Kutembakkan enam peluru itu satu persatu. Mengarahkannya pada kepala mereka berenam. Cahaya kuning terang membias di sekeliling peluru yang meluncur dengan kecepatan penuh itu. Menghujam dahi teman-temanku. Cahaya putih keperakan memancar keluar. Mataku terpejam. Mereka sedang membaca seluruh isi dari ingatanku... termasuk segala perasaanku. Tiada yang lebih menyenangkan buatku untuk membagi segala yang ada di hatiku kepada orang-orang yang sangat kupercaya. Hatiku berdebar haru.

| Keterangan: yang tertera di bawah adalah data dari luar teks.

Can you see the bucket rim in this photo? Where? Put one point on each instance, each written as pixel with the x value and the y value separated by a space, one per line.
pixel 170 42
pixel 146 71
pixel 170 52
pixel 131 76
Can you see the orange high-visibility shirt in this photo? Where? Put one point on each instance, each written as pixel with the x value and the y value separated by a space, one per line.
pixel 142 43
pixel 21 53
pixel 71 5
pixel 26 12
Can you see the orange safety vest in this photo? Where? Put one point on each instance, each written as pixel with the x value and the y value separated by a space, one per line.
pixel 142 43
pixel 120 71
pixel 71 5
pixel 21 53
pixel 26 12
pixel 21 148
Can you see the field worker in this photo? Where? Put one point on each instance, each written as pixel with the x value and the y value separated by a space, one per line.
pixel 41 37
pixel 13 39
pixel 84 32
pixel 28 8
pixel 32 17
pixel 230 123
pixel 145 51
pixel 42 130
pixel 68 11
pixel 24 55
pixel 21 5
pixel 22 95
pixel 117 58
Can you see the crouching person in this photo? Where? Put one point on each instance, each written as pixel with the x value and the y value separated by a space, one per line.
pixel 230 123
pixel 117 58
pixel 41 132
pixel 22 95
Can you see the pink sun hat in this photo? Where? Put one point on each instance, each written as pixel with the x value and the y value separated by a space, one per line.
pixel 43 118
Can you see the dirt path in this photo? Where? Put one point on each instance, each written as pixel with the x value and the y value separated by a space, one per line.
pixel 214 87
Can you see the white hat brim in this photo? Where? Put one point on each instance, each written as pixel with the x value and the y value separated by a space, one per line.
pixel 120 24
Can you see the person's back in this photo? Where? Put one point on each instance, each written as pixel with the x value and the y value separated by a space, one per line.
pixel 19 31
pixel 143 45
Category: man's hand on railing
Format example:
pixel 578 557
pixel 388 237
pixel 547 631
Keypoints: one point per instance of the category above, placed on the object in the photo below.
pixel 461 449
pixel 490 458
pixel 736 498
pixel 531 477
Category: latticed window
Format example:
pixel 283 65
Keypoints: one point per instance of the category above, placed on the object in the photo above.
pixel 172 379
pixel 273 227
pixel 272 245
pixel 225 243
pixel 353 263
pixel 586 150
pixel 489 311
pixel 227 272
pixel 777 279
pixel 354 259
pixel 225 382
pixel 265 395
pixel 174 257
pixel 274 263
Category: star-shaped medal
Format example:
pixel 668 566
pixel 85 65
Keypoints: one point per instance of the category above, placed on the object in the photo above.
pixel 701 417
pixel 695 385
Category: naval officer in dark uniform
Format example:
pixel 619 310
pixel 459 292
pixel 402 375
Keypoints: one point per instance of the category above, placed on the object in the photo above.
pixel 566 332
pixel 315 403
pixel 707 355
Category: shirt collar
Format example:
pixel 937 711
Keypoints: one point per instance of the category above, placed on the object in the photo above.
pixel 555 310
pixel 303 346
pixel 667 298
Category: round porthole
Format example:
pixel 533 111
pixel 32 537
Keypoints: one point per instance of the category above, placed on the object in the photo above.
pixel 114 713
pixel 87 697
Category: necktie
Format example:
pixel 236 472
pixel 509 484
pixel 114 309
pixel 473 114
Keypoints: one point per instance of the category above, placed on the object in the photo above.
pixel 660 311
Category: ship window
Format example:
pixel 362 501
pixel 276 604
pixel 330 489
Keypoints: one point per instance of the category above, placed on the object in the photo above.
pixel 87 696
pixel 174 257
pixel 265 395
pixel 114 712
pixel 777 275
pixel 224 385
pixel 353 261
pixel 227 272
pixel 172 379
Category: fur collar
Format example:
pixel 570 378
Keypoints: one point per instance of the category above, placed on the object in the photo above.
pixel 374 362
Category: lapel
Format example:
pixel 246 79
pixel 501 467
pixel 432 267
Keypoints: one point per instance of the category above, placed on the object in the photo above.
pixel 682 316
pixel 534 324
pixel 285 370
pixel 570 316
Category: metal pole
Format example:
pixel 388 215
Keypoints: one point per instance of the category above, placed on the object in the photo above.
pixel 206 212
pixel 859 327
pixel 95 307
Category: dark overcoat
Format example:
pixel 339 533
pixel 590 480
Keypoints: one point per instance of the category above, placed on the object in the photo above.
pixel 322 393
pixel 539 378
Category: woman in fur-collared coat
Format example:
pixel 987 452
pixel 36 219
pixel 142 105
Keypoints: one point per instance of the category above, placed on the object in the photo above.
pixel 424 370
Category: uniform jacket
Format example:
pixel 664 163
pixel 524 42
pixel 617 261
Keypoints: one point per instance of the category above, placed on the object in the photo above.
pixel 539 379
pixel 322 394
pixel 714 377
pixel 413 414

Aku mendengarnya... suara lirih yang pasti merayap lambat. Gemerincing rantai yang seolah menyayat telingaku. Aku terbelalak. Kematian sudah menjemputku. Ia sudah datang dengan pasti ke arahku.

DEG... tekanan besar menohok jantungku. Kurasakan sakit yang luar biasa sebelum akhirnya semua menjadi gelap.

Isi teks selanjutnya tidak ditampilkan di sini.